Validation of measures of satisfaction with and impact of continuous and conventional glucose monitoring.



The evaluation of patient-reported outcomes (e.g. impact, satisfaction) is important in trials of continuous glucose monitoring (CGM). We evaluated psychometric properties of the CGM Satisfaction Scale (CGM-SAT) and the Glucose Monitoring Survey (GMS).


CGM-SAT is a 44-item scale on which patients (n=224) or parents (n=102) rated their experience with CGM over the prior 6 months. GMS is a 22-item scale on which patients (n=447) or parents (n=221) rated the blood glucose monitoring system they were using (home glucose meter with or without CGM) at baseline and 6 months.

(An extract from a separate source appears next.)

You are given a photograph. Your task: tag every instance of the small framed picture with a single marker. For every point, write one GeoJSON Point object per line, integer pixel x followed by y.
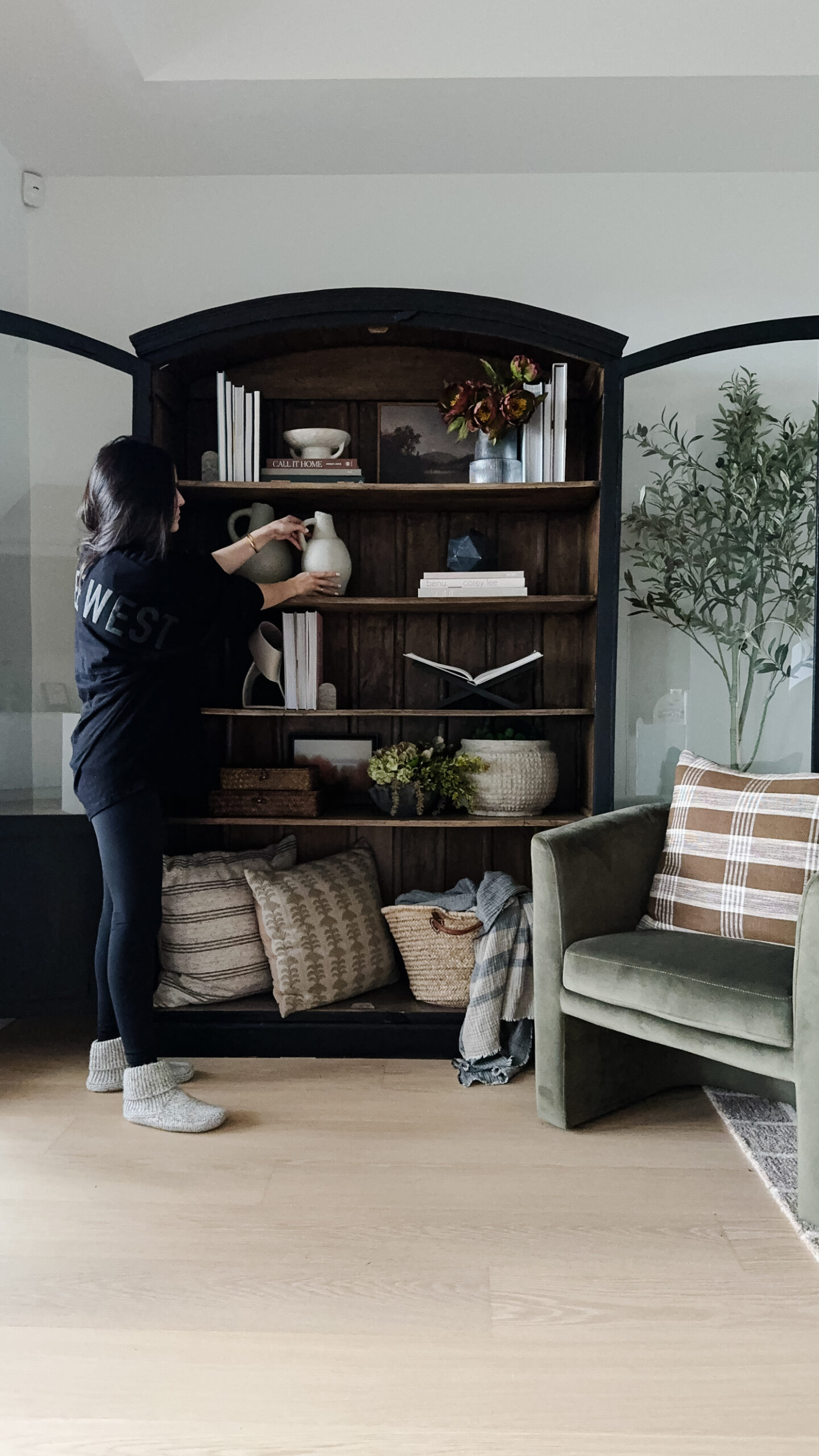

The alpha coefficient for the CGM-SAT was > or = 0.94 for all respondents and for the GMS was > or = 0.84 for all respondents at baseline and 6 months. Parent-youth agreement was 0.52 for the CGM-SAT at 6 months and 0.24 and 0.20 for the GMS at baseline and 6 months for the Standard Care Group, respectively. Test-retest reliability of the GMS at 6 months for controls was r=0.76 for adult patients, 0.63 for pediatric patients, and 0.43 for parents. Factor analysis isolated measurement factors for the CGM-SAT labeled Benefits of CGM and Hassles of CGM, accounting for 33% and 9% of score variance, respectively. For the GMS, two factors emerged: Glucose Control and Social Complications, accounting for 28% and 9% of variance, respectively. Significant correlations of CGM-SAT with frequency of CGM use between 6 months and baseline and GMS with frequency of conventional daily self-monitoring of blood glucose at baseline support their convergent validity.


The CGM-SAT and GMS are reliable and valid measures of patient-reported CGM outcomes.